Analysing the US-EU trade deal, the European Policy Centre concluded (‘Dead on arrival: Why von der Leyen’s deal must be undone’ 6 August 2025): “Today, von der Leyen runs Brussels with a strong presidential hand and has largely done away with internal checks and balances inside the Commission. That is her prerogative and her style, but the upshot should not be weak, ineffective, and unprincipled dealings on Europe’s major geopolitical challenges, from Trump to Gaza.”
Those who have first hand experience of how she runs the Commission say Ursula von der Leyen micro-manages the Commission. During her second term she is trying increasingly to micromanage even the governments of the member states.
Without a mandate, she has taken decisions that are a prerogative of governments of the member states. She has committed the EU to purchase €650bn worth of US liquified natural gas and nuclear fuel over three years. She has promised that the EU will invest £519 billion in the US economy and that EU countries will buy hundreds of billions of euros of US weaponry.
Last September German Defence Minister Boris Pistorius sharply criticized von der Leyen for announcing the deployment of EU troops to Ukraine: “the European Union has no jurisdiction or competence whatsoever when it comes to the deployment of troops – regardless of for whom or for what…” That is up to the governments of EU member states to decide.
Recently she declared that she would ensure Belgium, which is the Euroclear security depositary, did not bear the risk alone of using illegally Russian frozen sovereign assets to finance more weapons for Ukraine in 2006 and 2007. She wants all the members states to pay the fines that might be imposed on the EU if it goes ahead and breaks international law by using the interest from the Russian frozen assets.
In Copenhagen Belgian Prime Minister Bart de Wever told his colleagues that he does not want to expose Belgium to Russian retaliation: “There’s no free money. There are always consequences… I want their signature saying: ‘If we take the Russian money, we use it, we’re all going to be responsible if it goes wrong’.”
The EU Council President Antonio di Costa has joined von der Leyen in undermining further the sovereignty of EU member states by wanting to override Hungary’s decision to veto Ukraine’s EU membership bid. So far every member state has the right to veto all EU membership bids at every step. Costa said that the EU leadership wants formal accession talks to begin following approval by a qualified majority of leaders, rather than by unanimous consent as is currently required.
Veto equals sovereignty
‘POLITICO’ has reported that this “plan faces pushback from several EU countries, including France, the Netherlands and Greece, and is unlikely to get wide approval in Denmark …”
Whether they admit it openly or not, heads of member states agree that their membership veto is deeply tied up with national sovereignty. They know that they can veto the loss of their vetoing power as changing the decision-making process has to be decided via unanimity. In order to change the rules, all 27 member countries have to be in agreement.
So ultimately it is up to the member states if they want to transfer all their sovereignty away from their countries to Brussels.
Sharing our sovereignty with the EU must not mean that we lose our sovereignty completely. We need to ensure that our national interests are safeguarded in EU decision making. If we do not influence decisions enough to also express our national interests, such EU decisions will not only be shaped without us but also against us.

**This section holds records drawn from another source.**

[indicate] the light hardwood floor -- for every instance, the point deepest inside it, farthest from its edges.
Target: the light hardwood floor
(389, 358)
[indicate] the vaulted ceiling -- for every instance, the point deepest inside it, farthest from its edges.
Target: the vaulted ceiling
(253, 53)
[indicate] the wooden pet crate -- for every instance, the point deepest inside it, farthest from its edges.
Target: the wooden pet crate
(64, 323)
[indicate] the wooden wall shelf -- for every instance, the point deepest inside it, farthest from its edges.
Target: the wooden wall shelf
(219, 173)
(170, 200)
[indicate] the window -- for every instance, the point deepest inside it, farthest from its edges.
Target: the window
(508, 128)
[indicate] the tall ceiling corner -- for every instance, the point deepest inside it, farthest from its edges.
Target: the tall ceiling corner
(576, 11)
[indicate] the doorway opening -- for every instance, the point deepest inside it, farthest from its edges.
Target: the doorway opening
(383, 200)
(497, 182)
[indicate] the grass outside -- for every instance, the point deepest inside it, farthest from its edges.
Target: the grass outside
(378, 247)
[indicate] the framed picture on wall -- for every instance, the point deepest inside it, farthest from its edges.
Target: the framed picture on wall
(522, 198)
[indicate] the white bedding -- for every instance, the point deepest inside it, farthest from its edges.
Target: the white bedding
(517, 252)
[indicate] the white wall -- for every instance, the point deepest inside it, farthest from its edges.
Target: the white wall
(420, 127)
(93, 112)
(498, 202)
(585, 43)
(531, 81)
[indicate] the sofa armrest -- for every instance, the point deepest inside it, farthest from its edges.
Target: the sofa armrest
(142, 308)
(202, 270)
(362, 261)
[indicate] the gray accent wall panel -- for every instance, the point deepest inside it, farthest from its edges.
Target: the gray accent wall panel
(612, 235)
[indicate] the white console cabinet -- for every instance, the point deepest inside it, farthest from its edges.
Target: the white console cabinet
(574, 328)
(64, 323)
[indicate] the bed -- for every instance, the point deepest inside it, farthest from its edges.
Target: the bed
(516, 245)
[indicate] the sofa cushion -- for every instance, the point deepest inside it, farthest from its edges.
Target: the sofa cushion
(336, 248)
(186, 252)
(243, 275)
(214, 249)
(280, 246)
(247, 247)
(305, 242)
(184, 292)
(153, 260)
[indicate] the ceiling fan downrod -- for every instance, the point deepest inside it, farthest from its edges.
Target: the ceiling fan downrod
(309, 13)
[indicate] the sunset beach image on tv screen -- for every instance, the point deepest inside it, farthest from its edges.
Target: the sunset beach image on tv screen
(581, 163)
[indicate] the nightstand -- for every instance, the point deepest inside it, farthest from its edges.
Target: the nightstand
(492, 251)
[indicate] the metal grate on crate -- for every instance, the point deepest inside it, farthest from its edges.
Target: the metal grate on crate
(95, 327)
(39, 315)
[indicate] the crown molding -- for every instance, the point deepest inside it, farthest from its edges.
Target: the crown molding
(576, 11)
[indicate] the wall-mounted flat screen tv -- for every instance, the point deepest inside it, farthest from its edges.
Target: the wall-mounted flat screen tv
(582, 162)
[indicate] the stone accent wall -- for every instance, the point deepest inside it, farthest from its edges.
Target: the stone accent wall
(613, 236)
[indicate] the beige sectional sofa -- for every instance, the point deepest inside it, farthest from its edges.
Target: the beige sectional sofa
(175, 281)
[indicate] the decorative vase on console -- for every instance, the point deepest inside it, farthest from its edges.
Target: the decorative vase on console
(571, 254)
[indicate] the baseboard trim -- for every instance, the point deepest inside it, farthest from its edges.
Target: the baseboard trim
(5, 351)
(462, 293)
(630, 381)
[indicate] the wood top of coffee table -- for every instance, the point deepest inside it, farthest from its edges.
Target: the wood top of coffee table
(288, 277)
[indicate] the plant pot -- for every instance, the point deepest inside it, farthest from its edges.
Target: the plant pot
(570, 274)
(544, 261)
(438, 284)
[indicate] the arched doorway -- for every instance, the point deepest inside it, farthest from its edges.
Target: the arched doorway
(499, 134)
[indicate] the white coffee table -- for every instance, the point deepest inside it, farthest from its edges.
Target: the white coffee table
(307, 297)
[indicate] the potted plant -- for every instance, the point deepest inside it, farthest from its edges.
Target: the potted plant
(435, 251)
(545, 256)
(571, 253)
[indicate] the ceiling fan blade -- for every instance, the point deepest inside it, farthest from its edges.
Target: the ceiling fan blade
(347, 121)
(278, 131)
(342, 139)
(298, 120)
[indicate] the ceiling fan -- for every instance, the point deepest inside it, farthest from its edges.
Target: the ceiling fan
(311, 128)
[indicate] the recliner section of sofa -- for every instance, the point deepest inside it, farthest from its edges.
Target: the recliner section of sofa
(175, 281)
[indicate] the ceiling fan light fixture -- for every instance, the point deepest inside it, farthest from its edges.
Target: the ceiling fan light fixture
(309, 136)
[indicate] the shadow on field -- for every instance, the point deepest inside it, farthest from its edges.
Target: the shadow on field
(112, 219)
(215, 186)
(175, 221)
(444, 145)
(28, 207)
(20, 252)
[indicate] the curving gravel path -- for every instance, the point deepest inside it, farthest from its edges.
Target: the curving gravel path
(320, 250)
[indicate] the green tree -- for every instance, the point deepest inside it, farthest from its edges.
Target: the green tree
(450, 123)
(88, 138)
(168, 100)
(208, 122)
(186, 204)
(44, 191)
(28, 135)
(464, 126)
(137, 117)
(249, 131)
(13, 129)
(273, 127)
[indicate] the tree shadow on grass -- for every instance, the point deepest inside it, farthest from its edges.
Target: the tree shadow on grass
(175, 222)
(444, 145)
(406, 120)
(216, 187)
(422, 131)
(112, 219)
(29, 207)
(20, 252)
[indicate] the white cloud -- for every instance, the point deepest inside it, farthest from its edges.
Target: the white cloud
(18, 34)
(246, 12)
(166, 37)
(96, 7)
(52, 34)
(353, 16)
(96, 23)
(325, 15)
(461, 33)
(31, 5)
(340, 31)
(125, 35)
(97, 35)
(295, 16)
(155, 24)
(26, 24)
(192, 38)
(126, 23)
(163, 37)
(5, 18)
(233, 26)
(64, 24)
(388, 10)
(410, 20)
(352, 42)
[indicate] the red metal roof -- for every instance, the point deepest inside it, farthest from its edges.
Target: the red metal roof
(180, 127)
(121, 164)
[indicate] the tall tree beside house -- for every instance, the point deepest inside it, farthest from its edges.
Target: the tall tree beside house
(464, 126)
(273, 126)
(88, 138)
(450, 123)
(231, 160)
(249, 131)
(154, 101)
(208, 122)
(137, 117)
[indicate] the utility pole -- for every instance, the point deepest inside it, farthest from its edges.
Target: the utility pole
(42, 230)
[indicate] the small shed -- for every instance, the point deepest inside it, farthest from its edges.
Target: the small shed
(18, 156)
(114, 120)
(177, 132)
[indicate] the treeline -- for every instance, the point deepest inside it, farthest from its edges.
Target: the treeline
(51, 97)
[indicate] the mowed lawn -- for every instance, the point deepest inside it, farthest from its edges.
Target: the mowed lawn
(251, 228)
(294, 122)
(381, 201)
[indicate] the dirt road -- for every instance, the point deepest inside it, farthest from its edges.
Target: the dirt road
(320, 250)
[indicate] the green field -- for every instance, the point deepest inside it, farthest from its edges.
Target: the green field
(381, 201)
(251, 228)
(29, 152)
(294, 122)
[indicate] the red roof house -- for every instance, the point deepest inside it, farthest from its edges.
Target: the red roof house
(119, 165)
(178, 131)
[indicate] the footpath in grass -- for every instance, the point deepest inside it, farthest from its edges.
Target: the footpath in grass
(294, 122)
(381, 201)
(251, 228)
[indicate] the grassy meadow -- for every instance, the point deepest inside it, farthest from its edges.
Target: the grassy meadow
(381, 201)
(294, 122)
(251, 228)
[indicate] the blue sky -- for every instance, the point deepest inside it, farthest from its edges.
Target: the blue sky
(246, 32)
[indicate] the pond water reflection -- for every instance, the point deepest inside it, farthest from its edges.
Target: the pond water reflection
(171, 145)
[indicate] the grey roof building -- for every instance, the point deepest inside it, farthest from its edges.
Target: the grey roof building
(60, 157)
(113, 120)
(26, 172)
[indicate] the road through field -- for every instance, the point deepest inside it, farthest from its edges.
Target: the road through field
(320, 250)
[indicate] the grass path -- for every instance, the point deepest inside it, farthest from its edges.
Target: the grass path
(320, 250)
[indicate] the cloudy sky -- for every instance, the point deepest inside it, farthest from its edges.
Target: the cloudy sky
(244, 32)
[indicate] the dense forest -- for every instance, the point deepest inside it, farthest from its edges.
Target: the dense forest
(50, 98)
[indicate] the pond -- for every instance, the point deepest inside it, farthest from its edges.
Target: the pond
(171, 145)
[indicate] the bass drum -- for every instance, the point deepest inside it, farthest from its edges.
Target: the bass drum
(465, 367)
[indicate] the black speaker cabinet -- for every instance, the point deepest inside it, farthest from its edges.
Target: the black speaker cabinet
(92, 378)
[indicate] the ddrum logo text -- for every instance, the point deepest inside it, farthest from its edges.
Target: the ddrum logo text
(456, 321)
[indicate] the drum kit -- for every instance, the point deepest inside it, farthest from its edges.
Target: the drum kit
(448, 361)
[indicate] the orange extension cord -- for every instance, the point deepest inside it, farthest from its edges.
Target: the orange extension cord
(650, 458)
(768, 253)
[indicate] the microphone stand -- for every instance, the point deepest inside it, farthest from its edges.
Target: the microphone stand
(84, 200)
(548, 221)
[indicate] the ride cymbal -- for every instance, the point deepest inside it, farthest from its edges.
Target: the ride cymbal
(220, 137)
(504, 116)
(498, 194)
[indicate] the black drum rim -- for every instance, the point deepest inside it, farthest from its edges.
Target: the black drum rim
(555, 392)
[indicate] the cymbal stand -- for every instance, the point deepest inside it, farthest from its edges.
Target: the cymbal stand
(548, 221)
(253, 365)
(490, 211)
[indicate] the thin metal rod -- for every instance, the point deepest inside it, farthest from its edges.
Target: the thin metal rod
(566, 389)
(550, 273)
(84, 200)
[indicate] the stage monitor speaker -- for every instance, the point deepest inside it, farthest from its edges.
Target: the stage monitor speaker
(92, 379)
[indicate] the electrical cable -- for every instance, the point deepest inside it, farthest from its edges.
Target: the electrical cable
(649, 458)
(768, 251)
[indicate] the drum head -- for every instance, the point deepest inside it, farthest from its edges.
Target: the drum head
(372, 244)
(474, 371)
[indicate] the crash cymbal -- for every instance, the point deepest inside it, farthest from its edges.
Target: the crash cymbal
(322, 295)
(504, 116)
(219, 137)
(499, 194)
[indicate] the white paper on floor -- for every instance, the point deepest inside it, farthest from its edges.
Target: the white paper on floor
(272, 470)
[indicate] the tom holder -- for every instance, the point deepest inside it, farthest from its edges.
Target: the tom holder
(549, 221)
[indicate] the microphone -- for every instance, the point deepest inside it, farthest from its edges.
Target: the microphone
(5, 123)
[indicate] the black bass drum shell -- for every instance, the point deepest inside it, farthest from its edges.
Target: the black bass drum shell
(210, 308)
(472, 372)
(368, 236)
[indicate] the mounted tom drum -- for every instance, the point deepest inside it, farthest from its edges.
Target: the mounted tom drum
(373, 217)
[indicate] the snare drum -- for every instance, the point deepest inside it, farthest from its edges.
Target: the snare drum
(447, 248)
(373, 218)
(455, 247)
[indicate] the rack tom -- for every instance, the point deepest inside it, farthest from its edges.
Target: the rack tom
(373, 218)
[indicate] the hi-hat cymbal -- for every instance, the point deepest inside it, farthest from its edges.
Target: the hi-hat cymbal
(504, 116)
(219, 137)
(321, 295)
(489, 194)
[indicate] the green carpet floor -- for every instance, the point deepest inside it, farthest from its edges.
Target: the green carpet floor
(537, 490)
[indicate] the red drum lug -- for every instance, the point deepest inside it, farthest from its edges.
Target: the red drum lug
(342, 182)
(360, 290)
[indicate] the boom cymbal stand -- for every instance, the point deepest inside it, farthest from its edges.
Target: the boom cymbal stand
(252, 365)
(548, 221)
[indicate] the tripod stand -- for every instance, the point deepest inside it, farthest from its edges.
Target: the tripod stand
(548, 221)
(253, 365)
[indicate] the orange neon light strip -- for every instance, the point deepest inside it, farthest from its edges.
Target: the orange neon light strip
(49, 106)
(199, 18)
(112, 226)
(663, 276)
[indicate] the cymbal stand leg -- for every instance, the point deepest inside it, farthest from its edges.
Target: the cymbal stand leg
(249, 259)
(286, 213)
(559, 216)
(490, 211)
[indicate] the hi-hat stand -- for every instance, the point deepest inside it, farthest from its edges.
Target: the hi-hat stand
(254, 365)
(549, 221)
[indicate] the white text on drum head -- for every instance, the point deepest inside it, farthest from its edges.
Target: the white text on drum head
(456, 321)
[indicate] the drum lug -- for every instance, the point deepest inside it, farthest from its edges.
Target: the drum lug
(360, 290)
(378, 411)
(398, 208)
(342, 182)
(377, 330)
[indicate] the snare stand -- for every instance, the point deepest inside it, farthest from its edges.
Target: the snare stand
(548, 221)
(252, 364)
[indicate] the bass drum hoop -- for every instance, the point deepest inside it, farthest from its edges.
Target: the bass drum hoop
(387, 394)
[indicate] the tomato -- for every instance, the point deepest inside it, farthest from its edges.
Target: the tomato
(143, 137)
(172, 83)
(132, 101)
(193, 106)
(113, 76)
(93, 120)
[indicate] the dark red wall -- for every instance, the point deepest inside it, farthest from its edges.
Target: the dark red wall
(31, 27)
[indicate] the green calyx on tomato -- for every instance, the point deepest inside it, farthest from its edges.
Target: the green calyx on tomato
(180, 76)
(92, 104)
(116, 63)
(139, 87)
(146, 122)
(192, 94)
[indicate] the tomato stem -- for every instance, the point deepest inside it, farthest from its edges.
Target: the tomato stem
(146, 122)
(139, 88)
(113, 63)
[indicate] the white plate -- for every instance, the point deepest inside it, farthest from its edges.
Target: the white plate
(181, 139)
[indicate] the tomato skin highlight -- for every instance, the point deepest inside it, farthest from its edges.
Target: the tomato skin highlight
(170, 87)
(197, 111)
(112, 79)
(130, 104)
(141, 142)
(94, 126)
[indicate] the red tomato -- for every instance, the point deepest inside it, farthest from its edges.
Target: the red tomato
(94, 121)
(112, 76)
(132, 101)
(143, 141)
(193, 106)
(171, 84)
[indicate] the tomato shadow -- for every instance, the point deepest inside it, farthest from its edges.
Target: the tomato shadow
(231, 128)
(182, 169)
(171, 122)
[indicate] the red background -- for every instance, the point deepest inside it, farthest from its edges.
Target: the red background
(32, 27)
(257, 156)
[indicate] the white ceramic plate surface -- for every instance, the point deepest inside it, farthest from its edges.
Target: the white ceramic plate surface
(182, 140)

We must work and align ourselves with those who want to stop the EU from becoming a top-down hegemonic bloc, increasingly usurping the sovereignty of its members, homogenising them and ignoring the specific realities of its diverse members. The EU leadership must not be allowed to continue disempowering the citizens of EU countries and to make hollow declarations of meaningful democracy and sovereignty in them. The EU is putting the whole EU project at risk as it is turning itself increasingly into a house built from the roof down. Houses that are built from the roof down will someday collapse and injure the many people living in them.
We will make ourselves smaller and more insignificant if we do not work to safeguard and promote our national interests within the EU. We must work with other member states to resist the pressure to weaken the influence of national governments by promoting qualified majority voting to abolish unanimity voting on key issues. We must make sure that any rule changes do not endanger our sovereignty turning us into colonies.
Our millennial history of colonialism provides us with enough lessons of what happens to us when we lose all say in decision making. Our size and scarce natural resources have made it crucial for us to manage well our interdependence with the rest of the world. We have suffered every time major decisions about us were taken without us and away from our islands.
Even the settler colonialism of the Order of St John in Malta was much better than the colonialism we had before and after them. For 268 years, they had a vested interest in developing these islands as their headquarters and devoted vital resources to ensure Malta’s viability. They did all they could not to let the Pope or other Kings on the European continent usurp their power totally.
All the same they still considered their own interests first and whether those benefited the Maltese too was incidental. Whenever we have been consigned to the periphery, even as significant naval and military bases, our national interests have come last.
If we were to collapse 8,500 years of human presence on these islands to 24 hours, we have been independent for the last 10 minutes. They have been the best period for our people.